Tuesday night, while the lying, delusional, narcissist-in-chief was on TV trying to drum up support for his absurd wall, an example of how representative government can work was playing out at Lester Prairie City Hall.

About two dozen people attended the meeting, which is an indication of the significance of the subject to the community.

The situation in Lester Prairie began during the city’s annual truth-in-taxation hearing in December, during which residents expressed concern over rising taxes.

Although some tax increases faced by residents were outside the city’s control, the residents made it clear they want to see relief wherever they can find it.

One of the residents present at that meeting was Ben Shimanski. He questioned whether the city’s $375,370 police department budget could be reduced.

Shimanski embarked on a mission to see how Lester Prairie’s cost for law enforcement compared to other area cities.

He asked for the subject to be placed on the agenda for Tuesday’s meeting, and presented a summary of his findings.

One part of Shimanski’s presentation involved the suggestion that the city could save money by contracting with the McLeod County Sheriff’s Office, rather than maintaining its own police department.

Tuesday’s meeting was not a public hearing, so the city council did not solicit input from all those in attendance, but Mayor Eric Angvall did allow a few citizens to make brief comments after Shimanski’s presentation.

Police Chief Bob Carlson prepared a written report in response to Shimanski’s findings. This report was included in the council packet, but it was not addressed during the meeting.

Resident Jerry Pawelk noted this is an important issue to the city, and advised the city council not to dismiss the concerns that have been brought up. He suggested the city should put together a group to assess the situation.

Angvall assured the residents that the council will look into the issue and address it.

The police protection question is complex, and it is unclear what direction the city will take in the future.

The city will need to assess the situation based on complete and accurate information, and any changes will ultimately come down to what level of service residents want and how much they are willing to pay for it.

As an observer, the most refreshing thing about Tuesday’s meeting was that it showed how government can work.

Residents/taxpayers had a concern which they brought to the attention of their elected officials.

The council listened to the concerns, and agreed to review the situation.

The discussion was civilized and thoughtful.

Even those who advocated the city contracting with the county for police protection made a point to state that they appreciate the work Lester Prairie police officers have done.

Members of the council expressed appreciation for the information Shimanski compiled, and said he raised some good questions.

A concern (rising taxes) has been identified, and it appears residents and elected officials are willing to work together to address it.

In order for representative government to succeed, elected officials must be accessible and responsive to the concerns of their constituents.

What a stark contrast there is between the situation in Lester Prairie and the mess we are experiencing at the federal level.

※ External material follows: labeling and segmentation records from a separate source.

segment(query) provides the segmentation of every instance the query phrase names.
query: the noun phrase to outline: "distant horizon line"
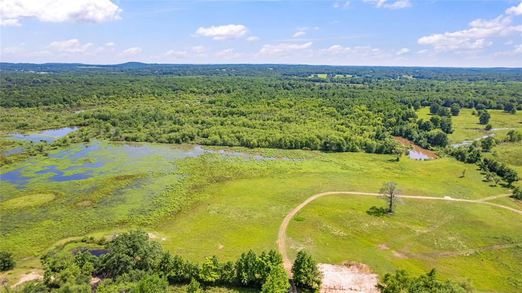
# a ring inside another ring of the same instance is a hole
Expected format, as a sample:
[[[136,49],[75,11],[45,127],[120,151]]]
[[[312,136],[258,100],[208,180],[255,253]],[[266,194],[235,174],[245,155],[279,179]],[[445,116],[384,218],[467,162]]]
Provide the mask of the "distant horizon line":
[[[2,64],[13,64],[13,65],[45,65],[52,64],[69,65],[87,65],[90,66],[117,66],[128,64],[137,64],[144,65],[286,65],[294,66],[329,66],[338,67],[403,67],[403,68],[462,68],[462,69],[497,69],[507,68],[511,69],[522,69],[522,67],[459,67],[459,66],[411,66],[405,65],[332,65],[327,64],[306,64],[301,63],[147,63],[138,61],[129,61],[123,63],[117,63],[114,64],[93,64],[93,63],[81,63],[77,62],[46,62],[44,63],[33,63],[29,62],[0,62]],[[1,69],[1,68],[0,68]]]

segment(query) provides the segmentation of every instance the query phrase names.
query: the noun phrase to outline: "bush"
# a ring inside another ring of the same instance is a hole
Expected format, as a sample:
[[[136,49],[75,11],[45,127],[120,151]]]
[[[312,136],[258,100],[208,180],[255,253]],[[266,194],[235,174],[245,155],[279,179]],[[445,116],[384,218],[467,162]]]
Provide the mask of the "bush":
[[[313,291],[318,291],[321,288],[323,273],[312,256],[303,250],[297,253],[292,274],[295,285],[299,287]]]
[[[13,253],[7,251],[0,251],[0,272],[13,270],[16,262],[13,258]]]

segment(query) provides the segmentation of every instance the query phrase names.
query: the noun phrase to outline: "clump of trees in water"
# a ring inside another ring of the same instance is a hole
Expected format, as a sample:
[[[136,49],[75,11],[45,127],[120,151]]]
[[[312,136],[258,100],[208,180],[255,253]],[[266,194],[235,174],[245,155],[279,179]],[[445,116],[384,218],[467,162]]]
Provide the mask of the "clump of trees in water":
[[[7,251],[0,251],[0,272],[13,270],[16,265],[16,262],[13,257],[13,253]]]
[[[100,241],[105,242],[104,238]],[[163,252],[141,230],[122,233],[104,247],[106,253],[99,257],[88,251],[73,255],[59,247],[53,249],[41,258],[43,281],[28,284],[21,291],[149,293],[165,292],[169,285],[190,284],[193,292],[220,286],[284,293],[290,287],[281,255],[274,250],[260,254],[250,250],[235,262],[212,256],[194,263]],[[94,287],[90,283],[93,277],[101,279]]]

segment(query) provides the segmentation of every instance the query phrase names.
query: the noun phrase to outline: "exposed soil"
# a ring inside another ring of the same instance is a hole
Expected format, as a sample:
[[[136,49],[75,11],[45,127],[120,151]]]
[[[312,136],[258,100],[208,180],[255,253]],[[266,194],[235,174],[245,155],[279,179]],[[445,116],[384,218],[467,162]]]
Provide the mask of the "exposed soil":
[[[290,223],[290,220],[293,217],[294,215],[305,205],[307,204],[310,202],[312,201],[314,199],[323,197],[324,196],[327,196],[329,194],[361,194],[365,196],[382,196],[382,194],[379,193],[373,193],[370,192],[358,192],[357,191],[330,191],[328,192],[323,192],[321,193],[318,193],[314,196],[312,196],[305,200],[301,204],[297,206],[295,209],[292,210],[287,216],[283,220],[283,223],[281,224],[281,226],[279,227],[279,231],[277,237],[277,245],[278,248],[279,250],[279,252],[283,256],[283,262],[284,265],[284,268],[286,270],[288,273],[288,275],[291,278],[292,273],[290,270],[292,268],[292,262],[290,261],[290,259],[288,258],[288,254],[287,253],[287,227],[288,226],[288,223]],[[495,196],[494,197],[489,197],[487,198],[484,198],[483,199],[478,199],[478,200],[471,200],[471,199],[455,199],[453,198],[450,197],[444,197],[444,198],[436,197],[419,197],[416,196],[397,196],[397,197],[402,198],[410,198],[410,199],[425,199],[425,200],[447,200],[452,201],[460,201],[460,202],[472,202],[476,203],[481,203],[484,204],[488,204],[489,205],[492,205],[494,206],[496,206],[497,207],[501,207],[502,209],[505,209],[508,210],[512,212],[514,212],[518,214],[522,215],[522,211],[517,210],[516,209],[513,209],[509,206],[506,206],[505,205],[502,205],[501,204],[499,204],[497,203],[494,203],[492,202],[489,202],[485,201],[486,200],[489,199],[492,199],[492,198],[497,198],[499,197],[502,197],[506,196],[505,194],[500,194],[499,196]],[[379,247],[379,248],[384,249],[385,249],[384,247]],[[480,249],[479,249],[480,250]],[[484,250],[484,249],[482,249]],[[405,255],[400,252],[397,251],[393,251],[394,254],[395,254],[397,257],[405,257]],[[441,256],[444,256],[444,254],[446,253],[441,253]],[[456,252],[457,254],[462,254],[461,252]],[[464,254],[466,254],[465,253]]]
[[[501,244],[493,245],[492,246],[484,246],[478,248],[472,249],[466,249],[465,250],[460,250],[458,251],[446,251],[445,252],[434,252],[433,253],[409,253],[405,254],[400,252],[393,251],[394,256],[401,259],[422,259],[424,258],[445,258],[453,257],[455,255],[469,255],[475,252],[479,251],[484,251],[486,250],[495,250],[497,249],[504,249],[506,248],[511,248],[522,245],[520,243],[514,244]]]
[[[375,285],[378,282],[378,277],[370,272],[367,265],[345,262],[342,265],[319,263],[317,266],[324,274],[322,293],[377,292]]]
[[[18,283],[11,287],[15,287],[22,283],[35,279],[43,280],[43,276],[40,275],[40,274],[38,274],[35,272],[31,272],[31,273],[20,278],[20,280],[19,280]]]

It seems every aspect of government in Washington has been politicized. Far too many elected officials are more concerned about partisan politics than they are about the needs and wishes of their constituents.

It is an embarrassment that our government remains in partial shut down and the very operation of the country has become a pawn in a political game.

Apparently, many senators and representatives believe it is more important to support their party than to do the work they were elected to do.

These people should be held accountable for their actions.

It is unconscionable that federal employees, federal services, and resources that belong to citizens are being held hostage by spoiled brats who don’t understand the job for which they were elected.

The people in Washington could learn a lot by observing local government.

It’s time the politicians learned that they were elected to do the work of the people, not to further their own selfish agendas.